Many have lost their families and homes; entire villages have been wiped out. How can one start anew?
The most effective and healing method of getting beyond past hurts and the desire for revenge is prayer that's based on a conviction that God actually is governing the nations and the world. Such prayer relies on Him as the omnipotent source of all wisdom, so its guidance is workable and intelligent. But it is also transforming, as this promise of God's care makes clear: "Behold, I make all things new" (Rev. 21:5).
The renewing power revealed by prayer is expressed on the human scene as Christ, God's message of love to each of us. Christ transforms seemingly untransformable situations because it expresses God's equal measure of love for all His children. It makes all things new; never favors one over the other or makes one "newer" than the other. The effect is that all hearts change, although some may change at a different rate from others.
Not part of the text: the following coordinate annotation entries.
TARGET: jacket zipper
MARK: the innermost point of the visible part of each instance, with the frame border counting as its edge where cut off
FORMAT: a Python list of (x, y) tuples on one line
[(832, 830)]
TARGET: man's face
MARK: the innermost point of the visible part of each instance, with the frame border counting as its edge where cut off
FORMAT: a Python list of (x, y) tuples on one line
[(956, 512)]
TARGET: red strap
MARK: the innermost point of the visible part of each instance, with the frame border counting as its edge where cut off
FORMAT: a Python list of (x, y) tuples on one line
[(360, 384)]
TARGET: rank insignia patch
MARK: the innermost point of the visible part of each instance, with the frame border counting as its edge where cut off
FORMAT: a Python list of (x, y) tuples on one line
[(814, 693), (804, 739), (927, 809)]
The newness that comes from Christ lifts off the burdens of the past, removes the self-justification and hatred that lead to revenge. It brightens the future. But to receive this blessing, people need to be open to it, and here is a place where those of us who are not in Kosovo can contribute to that nation's peace and stability.
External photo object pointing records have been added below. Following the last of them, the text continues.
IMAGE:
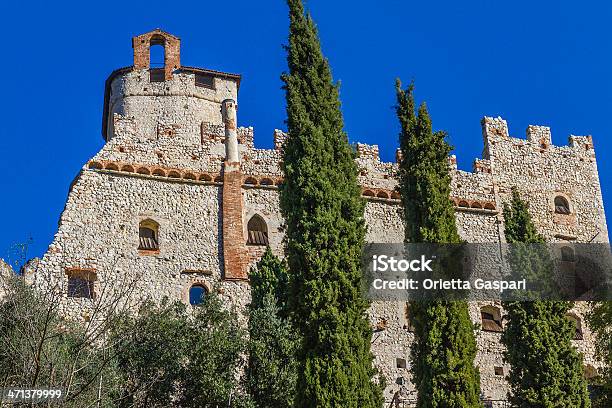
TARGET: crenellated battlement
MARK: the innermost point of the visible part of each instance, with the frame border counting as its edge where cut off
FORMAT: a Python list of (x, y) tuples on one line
[(495, 131), (175, 158)]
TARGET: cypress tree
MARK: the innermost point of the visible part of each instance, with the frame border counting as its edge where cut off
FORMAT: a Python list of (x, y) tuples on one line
[(324, 212), (444, 349), (272, 369), (546, 371)]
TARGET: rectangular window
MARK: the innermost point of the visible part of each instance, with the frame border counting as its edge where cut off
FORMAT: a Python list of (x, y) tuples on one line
[(157, 75), (81, 284), (400, 362), (205, 80)]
This statement in "Science and Health with Key to the Scriptures" can help give focus to our prayers. It's by Mary Baker Eddy, who founded this newspaper and discovered Christian Science, who kept a sharp eye on national and international affairs during her long lifetime. She wrote, "One infinite God, good, unifies men and nations; constitutes the brotherhood of man; ends wars ..." (p. 340).
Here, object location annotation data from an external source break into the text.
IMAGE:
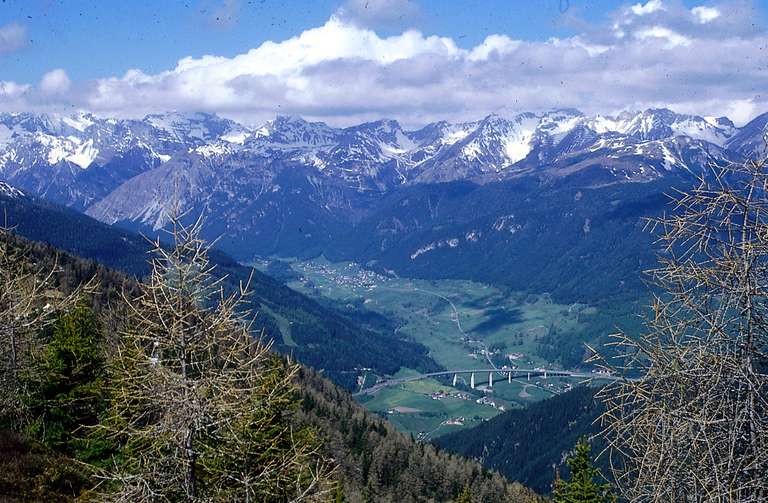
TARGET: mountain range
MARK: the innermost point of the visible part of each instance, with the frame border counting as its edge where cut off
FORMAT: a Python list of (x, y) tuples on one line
[(533, 201)]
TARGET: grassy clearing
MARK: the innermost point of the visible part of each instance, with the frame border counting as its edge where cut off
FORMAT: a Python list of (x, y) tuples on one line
[(455, 320)]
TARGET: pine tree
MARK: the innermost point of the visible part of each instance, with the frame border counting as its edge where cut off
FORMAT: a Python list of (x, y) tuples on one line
[(198, 405), (584, 485), (65, 382), (465, 496), (28, 304)]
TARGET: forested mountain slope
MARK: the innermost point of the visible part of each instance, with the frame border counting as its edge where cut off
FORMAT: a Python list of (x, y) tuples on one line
[(527, 444), (315, 334), (375, 462)]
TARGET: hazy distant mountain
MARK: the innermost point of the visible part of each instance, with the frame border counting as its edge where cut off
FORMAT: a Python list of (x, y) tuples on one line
[(374, 192)]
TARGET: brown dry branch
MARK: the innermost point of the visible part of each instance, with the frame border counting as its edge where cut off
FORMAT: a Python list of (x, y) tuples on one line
[(198, 405), (29, 302), (694, 426)]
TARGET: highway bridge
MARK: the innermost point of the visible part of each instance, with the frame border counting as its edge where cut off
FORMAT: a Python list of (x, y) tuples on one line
[(508, 374)]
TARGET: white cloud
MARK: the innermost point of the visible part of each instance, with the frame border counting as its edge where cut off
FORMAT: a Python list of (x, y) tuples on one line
[(10, 90), (13, 37), (378, 13), (673, 39), (344, 73), (705, 14), (55, 82), (648, 8)]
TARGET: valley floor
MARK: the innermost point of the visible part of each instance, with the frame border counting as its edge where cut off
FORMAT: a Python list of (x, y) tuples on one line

Mrs. Eddy introduced the concept of God as one infinite Mind, and of creation as composed of Mind's spiritual ideas, or children, all dwelling in harmony within this Mind. In our prayers, it's possible to affirm that all individuals – including those in Kosovo – are responsive to the one Mind, and can see past old mental habits that would divide society up into "us" and "them."
Because God is one, He sees His creation as one, with all its elements united in infinite Love and infinite Truth. This creation is spiritual, not material. When issues reach a stalemate, taking the time to see them from a spiritual standpoint can open the way to a healing outcome. For example, of the possible choices a government may be considering, which is the highest right – the one closest to expressing love for all citizens? Or to establishing the loving but firm approach to law that divine Principle expresses? Praying about the motivation for government action can make a big difference. It can enable one to discover hidden political agendas, racism or other prejudices, or to discern other motives that are actually driving the demand for change.
This kind of prayer can benefit any country, but right now, with Kosovo newly minted and working through the issues that involve nationhood, giving Kosovo some extra prayer would provide support for that country and its neighbors.